1)      Mampu bekerja dan bertindak secara mandiri untuk memecahkan masalah, dan mengambil keputusan.
2)      Mampu berprakarsa, kreatif, dan inovatif, dalam mengemukakan gagasan baru, dan mempelajari, serta melaksanakan hal-hal baru.
3)      Mampu meningkatkan kemampuan melalui kegiatan membaca, menulis, seminar, lokakarya, melanjutkan pendidikan, studi banding, dan berperan serta dalam organisasi profesi.
3.      Kemampuan Khusus (Pengembangan Keterampilan Mengajar)
a.       Keterampilan bertanya
b.      Memberi penguatan
c.       Mengadakan variasi
d.      Menjelaskan
e.       Membuka dan menutup pelajaran
f.       Membimbing diskusi kelompok kecil
g.      Mengelola kelas
h.      Mengajar kelompok kecil dan perorangan.

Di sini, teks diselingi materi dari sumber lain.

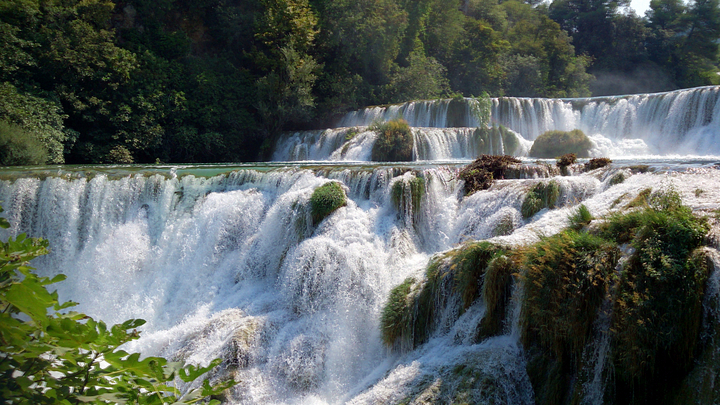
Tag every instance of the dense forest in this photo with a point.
(100, 81)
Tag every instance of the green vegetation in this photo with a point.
(564, 161)
(542, 195)
(652, 298)
(325, 200)
(52, 356)
(617, 178)
(394, 142)
(566, 280)
(18, 147)
(596, 163)
(557, 143)
(217, 81)
(480, 174)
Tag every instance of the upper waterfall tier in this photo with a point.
(677, 122)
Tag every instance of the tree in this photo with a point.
(49, 355)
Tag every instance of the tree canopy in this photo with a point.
(103, 81)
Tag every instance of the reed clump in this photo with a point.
(475, 269)
(496, 139)
(394, 142)
(325, 200)
(396, 321)
(557, 143)
(408, 193)
(657, 302)
(479, 175)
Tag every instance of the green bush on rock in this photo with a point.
(557, 143)
(543, 195)
(480, 174)
(51, 356)
(394, 142)
(325, 200)
(19, 147)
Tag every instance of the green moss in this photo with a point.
(641, 199)
(617, 179)
(596, 163)
(496, 292)
(557, 143)
(462, 272)
(542, 195)
(566, 160)
(19, 147)
(658, 303)
(457, 113)
(325, 200)
(480, 174)
(505, 226)
(394, 142)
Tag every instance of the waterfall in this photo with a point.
(682, 122)
(229, 266)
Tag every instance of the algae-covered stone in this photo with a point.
(480, 174)
(543, 195)
(325, 200)
(557, 143)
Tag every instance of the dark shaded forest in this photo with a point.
(145, 81)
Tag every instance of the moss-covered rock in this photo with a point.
(325, 200)
(557, 143)
(394, 142)
(480, 174)
(596, 163)
(542, 195)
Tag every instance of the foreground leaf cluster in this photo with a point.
(52, 356)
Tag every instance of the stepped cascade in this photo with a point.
(404, 291)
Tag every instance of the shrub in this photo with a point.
(394, 142)
(541, 196)
(19, 147)
(596, 163)
(496, 139)
(557, 143)
(566, 160)
(325, 200)
(396, 320)
(480, 174)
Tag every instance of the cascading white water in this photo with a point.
(355, 144)
(682, 122)
(229, 267)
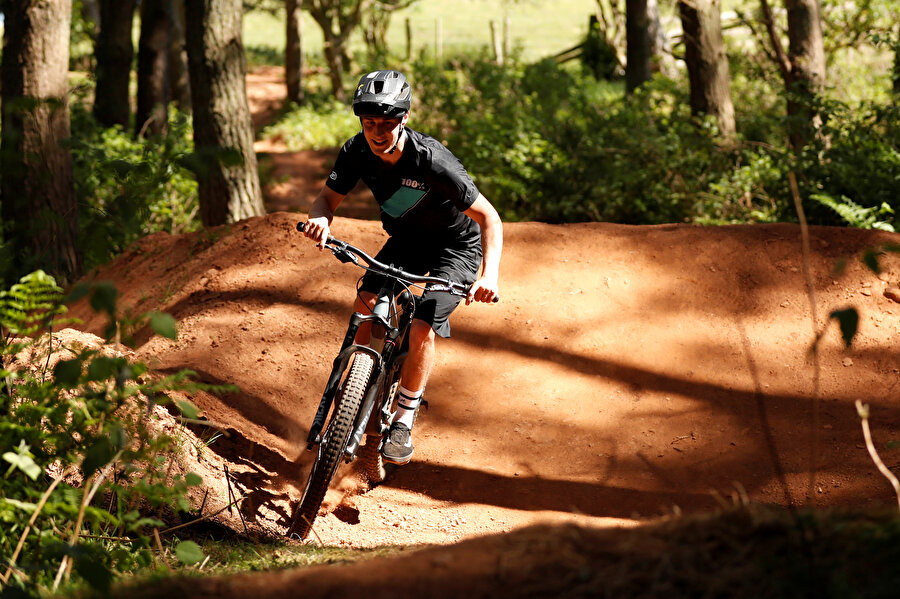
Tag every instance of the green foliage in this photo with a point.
(856, 215)
(86, 474)
(128, 188)
(549, 143)
(314, 126)
(856, 158)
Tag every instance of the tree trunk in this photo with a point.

Selain yang disebutkan di atas, uji kompetensi guru juga dapat dimanfaatkan untuk  alat seleksi penerimaan guru. Seperti kita ketahui saat ini banyak calon guru yang mengantri menunggu pengangkatan, baik untuk dijadikan PNSmaupun guru tetap pada sekolah-sekolah swasta. Banyaknya  calon guru maka diperlukan seleksi yang baik dalam penerimaan, agar dapat memilih guru sesuai dengan kebutuhan dan kriteria yang ditentukan untuk menjadi seorang guru yang profesional. Dengan adanya seleksi yang ketat, maka para calon guru akan berusaha untuk meningkatkan kualitas dan kompetensinya agar dapat diterima dan lulus dalam uji  kompetensi tersebut. Jadi dengan uji kompetensi guru diharapkan dapat terjaring guru-guru yang kompeten, kreatif, professional, dan menyenangkan, sehingga mampu meningkatkan kualitas pembelajaran disekolahnya. Dan dengan uji kompetensi yang digunakan sebagai alat seleksi, penerimaan guru dapat dilaksanakan secara profesional, tidak didasarkan atas suka atau tidak suka, putera daerah atau bukan putera daerah, adanya “perda” (pertalian darah) atau tidak, dan alasan-alasan subjektif lain yang mengarah pada korupsi, kolusi, dan nepotisme (KKN).